I will be glad to see if someone will write a batch script for automate the process or a GUI application because I have no time to do it personally. Also will be nice if someone will create a centralized storage of game setting' sets to find keys there. In the future the tool needs to be improved for error handling because it is poor at the moment. I will plan to improve it in further versions.

Secure File ID Dumper (secure_file_id_dumper: ps3_savedata_plugin.sprx, ps3_savedata_plugin_game.sprx, ps3_savedata_plugin_game_mini.sprx and secure_file_id_dumper_loader.pkg)

A secure file ID is specified by developer of the game. There are can be more than one secure file IDs, one ID per file. There are cases when these bytes stored at EBOOT.ELF as is, so you can use my PFD tool to bruteforce them by specifying a PARAM.PFD and file name.

In other cases you need skills of reverse-engineering and a disassembler to find a secure file ID. That's why I had created this dumper. It dumps a secure file ID from memory itself.

Requirements:

  • 3.55 CFW (e.g. Kmeaw)
  • MultiMAN or original dev_blind application and FTP client

1. Install Data Dumper (data_dumper.pkg) if you didn't installed it before. It is a homebrew application to dump a data from some LV2 memory to a file: /dev_hdd0/tmp/dumps.bin. A data which stored there is written by dumper loaders, e.g. by Klicensee Dumper.

2. Install Secure File ID Dumper Loader (secure_file_id_dumper_loader.pkg). It stores a file path to the file which used in your save data and a secure file ID of this file.

3. Now you need to replace original libraries located at dev_flash/vsh/module by modified versions. There are ps3_savedata_plugin.sprx, ps3_savedata_plugin_game.sprx, ps3_savedata_plugin_game_mini.sprx. I use a dev_blind feature from MultiMAN, you can use any other way.
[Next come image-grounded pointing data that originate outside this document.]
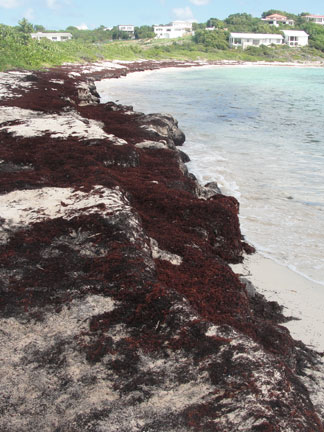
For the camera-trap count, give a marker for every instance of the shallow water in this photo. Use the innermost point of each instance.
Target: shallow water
(258, 132)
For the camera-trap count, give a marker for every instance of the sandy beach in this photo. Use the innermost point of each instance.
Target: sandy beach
(300, 297)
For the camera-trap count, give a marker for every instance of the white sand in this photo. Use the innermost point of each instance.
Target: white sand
(301, 298)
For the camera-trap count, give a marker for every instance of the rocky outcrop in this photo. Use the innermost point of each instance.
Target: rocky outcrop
(119, 310)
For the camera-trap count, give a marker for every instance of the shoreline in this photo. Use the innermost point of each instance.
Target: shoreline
(301, 298)
(266, 272)
(147, 326)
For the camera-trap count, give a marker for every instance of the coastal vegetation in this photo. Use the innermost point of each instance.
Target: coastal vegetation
(19, 50)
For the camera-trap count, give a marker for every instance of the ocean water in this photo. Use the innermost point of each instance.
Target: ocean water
(259, 132)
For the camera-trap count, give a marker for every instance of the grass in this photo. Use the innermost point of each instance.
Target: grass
(35, 55)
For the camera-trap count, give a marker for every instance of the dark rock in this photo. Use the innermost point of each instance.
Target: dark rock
(119, 311)
(162, 126)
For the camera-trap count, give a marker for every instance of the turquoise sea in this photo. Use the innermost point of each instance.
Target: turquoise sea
(259, 132)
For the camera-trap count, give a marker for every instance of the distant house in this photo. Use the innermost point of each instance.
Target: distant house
(317, 19)
(174, 30)
(276, 20)
(127, 28)
(55, 37)
(295, 38)
(245, 40)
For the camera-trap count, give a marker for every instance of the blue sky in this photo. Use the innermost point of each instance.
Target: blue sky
(58, 14)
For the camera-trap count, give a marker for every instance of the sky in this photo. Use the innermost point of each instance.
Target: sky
(59, 14)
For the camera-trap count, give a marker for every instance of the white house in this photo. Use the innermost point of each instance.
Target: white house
(174, 30)
(295, 37)
(317, 19)
(245, 40)
(127, 28)
(276, 19)
(55, 37)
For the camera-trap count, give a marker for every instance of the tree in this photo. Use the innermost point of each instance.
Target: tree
(25, 26)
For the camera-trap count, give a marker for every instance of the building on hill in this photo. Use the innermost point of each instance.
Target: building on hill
(316, 19)
(292, 38)
(277, 19)
(295, 38)
(128, 28)
(55, 37)
(245, 40)
(174, 30)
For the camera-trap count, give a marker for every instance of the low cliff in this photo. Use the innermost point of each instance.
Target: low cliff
(119, 310)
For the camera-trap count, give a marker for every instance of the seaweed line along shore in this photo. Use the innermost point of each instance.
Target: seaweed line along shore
(119, 307)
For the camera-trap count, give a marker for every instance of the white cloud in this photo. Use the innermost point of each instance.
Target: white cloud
(56, 4)
(183, 13)
(9, 4)
(199, 2)
(52, 4)
(29, 14)
(82, 26)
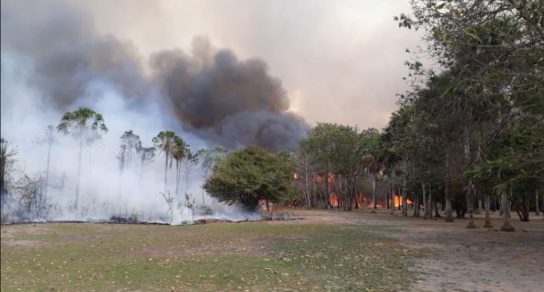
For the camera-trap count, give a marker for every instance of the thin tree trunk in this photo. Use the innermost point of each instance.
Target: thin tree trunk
(506, 226)
(399, 194)
(373, 193)
(165, 169)
(404, 203)
(178, 178)
(425, 205)
(327, 195)
(76, 202)
(436, 212)
(487, 206)
(537, 210)
(415, 203)
(46, 187)
(430, 204)
(392, 201)
(449, 209)
(470, 205)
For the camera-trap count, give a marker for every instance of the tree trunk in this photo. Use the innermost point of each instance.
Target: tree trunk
(178, 178)
(487, 223)
(425, 205)
(399, 194)
(46, 186)
(392, 201)
(373, 193)
(76, 202)
(165, 170)
(470, 205)
(436, 212)
(327, 195)
(415, 203)
(537, 210)
(505, 207)
(404, 203)
(449, 207)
Don't forget to backup original files.

4. Reboot a console to clear a data storage in LV2 memory.

5. Now you need to start Secure File ID Dumper, then start your game.
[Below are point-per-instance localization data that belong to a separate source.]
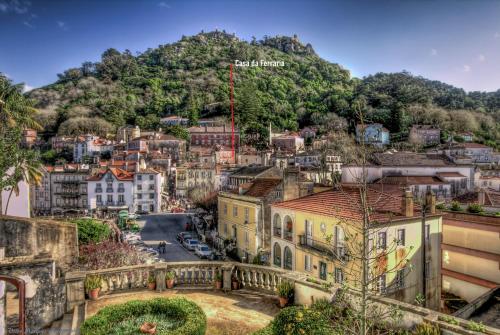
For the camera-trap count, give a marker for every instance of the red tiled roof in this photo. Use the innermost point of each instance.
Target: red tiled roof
(450, 174)
(261, 187)
(345, 203)
(410, 180)
(117, 172)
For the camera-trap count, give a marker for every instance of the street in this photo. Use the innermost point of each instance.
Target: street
(165, 227)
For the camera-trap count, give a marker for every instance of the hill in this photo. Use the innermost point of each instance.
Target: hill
(191, 78)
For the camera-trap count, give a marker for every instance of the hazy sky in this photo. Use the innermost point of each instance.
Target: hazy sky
(455, 41)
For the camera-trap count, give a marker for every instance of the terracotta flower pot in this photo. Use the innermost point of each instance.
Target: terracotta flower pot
(94, 294)
(148, 328)
(235, 285)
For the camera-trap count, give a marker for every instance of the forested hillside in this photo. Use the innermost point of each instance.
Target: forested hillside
(191, 78)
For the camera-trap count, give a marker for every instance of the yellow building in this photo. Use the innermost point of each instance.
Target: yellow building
(471, 254)
(316, 234)
(243, 214)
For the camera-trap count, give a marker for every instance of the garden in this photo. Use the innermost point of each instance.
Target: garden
(162, 316)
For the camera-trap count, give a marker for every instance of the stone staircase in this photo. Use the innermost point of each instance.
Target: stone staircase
(69, 324)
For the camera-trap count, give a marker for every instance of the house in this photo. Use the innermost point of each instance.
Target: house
(393, 163)
(111, 190)
(418, 185)
(90, 146)
(373, 134)
(29, 138)
(148, 185)
(68, 189)
(247, 174)
(289, 142)
(126, 133)
(471, 254)
(41, 195)
(424, 135)
(174, 120)
(474, 153)
(309, 236)
(209, 136)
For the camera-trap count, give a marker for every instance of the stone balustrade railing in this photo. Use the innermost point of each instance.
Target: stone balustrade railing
(202, 274)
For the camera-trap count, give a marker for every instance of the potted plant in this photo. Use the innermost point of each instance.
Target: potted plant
(151, 282)
(170, 276)
(218, 280)
(93, 286)
(235, 283)
(285, 292)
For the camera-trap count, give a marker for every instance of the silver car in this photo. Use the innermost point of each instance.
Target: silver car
(203, 251)
(191, 244)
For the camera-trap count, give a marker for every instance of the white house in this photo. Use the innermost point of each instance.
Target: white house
(111, 190)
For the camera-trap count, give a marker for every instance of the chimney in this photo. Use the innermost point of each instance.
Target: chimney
(481, 195)
(430, 201)
(408, 203)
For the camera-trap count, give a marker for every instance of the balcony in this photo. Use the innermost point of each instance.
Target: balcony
(277, 231)
(323, 248)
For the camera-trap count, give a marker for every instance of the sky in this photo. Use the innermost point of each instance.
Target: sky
(454, 41)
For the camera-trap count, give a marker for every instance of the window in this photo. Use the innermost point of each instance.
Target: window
(277, 254)
(288, 259)
(381, 284)
(382, 240)
(399, 281)
(427, 269)
(339, 276)
(401, 237)
(307, 262)
(247, 214)
(322, 270)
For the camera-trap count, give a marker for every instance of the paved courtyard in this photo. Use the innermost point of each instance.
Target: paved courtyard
(237, 312)
(165, 227)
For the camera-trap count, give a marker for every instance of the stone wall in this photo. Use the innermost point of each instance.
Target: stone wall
(45, 292)
(30, 239)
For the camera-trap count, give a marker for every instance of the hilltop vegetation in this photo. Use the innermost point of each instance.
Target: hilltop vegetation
(191, 78)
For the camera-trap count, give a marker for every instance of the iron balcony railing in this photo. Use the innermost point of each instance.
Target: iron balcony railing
(338, 252)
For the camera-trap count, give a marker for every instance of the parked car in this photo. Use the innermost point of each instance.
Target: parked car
(191, 244)
(203, 251)
(184, 236)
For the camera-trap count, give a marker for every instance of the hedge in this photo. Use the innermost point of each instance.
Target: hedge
(195, 320)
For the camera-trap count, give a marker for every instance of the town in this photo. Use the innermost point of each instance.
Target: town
(183, 190)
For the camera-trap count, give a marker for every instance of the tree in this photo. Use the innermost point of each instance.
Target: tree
(16, 114)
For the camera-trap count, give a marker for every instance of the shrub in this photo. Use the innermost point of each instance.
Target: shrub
(475, 208)
(299, 321)
(92, 282)
(187, 317)
(426, 329)
(170, 275)
(455, 206)
(285, 289)
(91, 231)
(475, 326)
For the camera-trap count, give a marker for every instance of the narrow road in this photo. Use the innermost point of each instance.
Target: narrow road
(165, 227)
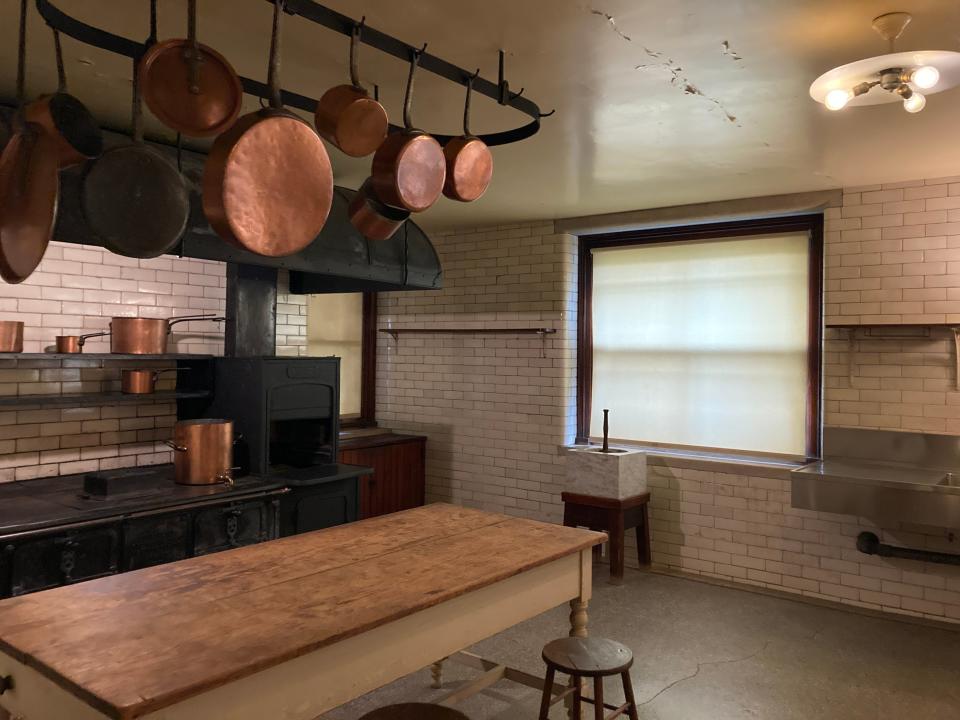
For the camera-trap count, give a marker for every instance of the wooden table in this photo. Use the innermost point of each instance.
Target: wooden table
(614, 517)
(288, 629)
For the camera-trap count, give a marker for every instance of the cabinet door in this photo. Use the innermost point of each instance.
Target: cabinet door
(398, 476)
(155, 540)
(232, 525)
(61, 559)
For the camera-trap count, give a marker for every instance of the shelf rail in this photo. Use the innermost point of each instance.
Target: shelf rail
(324, 16)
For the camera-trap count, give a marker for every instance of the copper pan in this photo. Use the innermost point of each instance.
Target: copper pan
(347, 116)
(142, 382)
(267, 182)
(190, 87)
(11, 336)
(372, 218)
(203, 451)
(72, 344)
(29, 186)
(469, 161)
(146, 336)
(66, 120)
(409, 168)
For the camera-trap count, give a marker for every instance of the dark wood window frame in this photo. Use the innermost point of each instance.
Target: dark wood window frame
(812, 224)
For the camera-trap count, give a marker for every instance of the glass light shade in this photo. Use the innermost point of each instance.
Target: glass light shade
(925, 77)
(915, 103)
(837, 99)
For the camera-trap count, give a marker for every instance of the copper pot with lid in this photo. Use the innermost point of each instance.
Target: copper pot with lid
(146, 336)
(203, 451)
(347, 116)
(11, 336)
(409, 168)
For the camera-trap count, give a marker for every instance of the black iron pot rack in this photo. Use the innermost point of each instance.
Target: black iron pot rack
(499, 91)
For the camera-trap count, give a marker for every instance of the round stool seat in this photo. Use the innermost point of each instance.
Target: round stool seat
(415, 711)
(588, 657)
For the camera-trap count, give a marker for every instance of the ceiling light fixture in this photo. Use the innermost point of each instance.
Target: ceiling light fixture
(899, 76)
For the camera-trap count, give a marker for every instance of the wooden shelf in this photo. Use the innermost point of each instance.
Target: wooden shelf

6. Then you need to make a game save.

7. After exiting from the game you need to run Data Dumper, you will hear some beeps.

8. Then run any FTP client (e.g. builtin in MultiMAN) and download dumped secure file IDs from /dev_hdd0/tmp/dumps.bin.

9. Restore original libraries ps3_savedata_plugin.sprx, ps3_savedata_plugin_game.sprx, ps3_savedata_plugin_game_mini.sprx using the same method as at step 3.

Notes: Not all of these libraries used with all games, there is one library per game type.

From gingerbread: Save Data Information

Let me say a few words about the process of signing. There are two types of files - system file object (PARAM.SFO) and game files (which are encrypted by the secure file ID). The first one contains 3 or 4 hashes (depending on whether it is a trophy file database or not).

So for game saves they are a static key embedded in the prx module, your unique console ID, disc hash key and authentication ID (it is static too). So if you take a foreign save game you probably don't have its console ID and the disc hash key (you can only take a disc hash key if you have an original game disc for it).

Also if you don't have a secure file ID and you are lazy to get it (by bruteforcing it/reversing the game executable/dumping from the memory) then you can't calculate hashes for game files too. That's why I created two different modes of signing/checking - one for these people who want only to resign a foreign save game and nothing more and the second one is for people who have all data to update all hashes for their save game.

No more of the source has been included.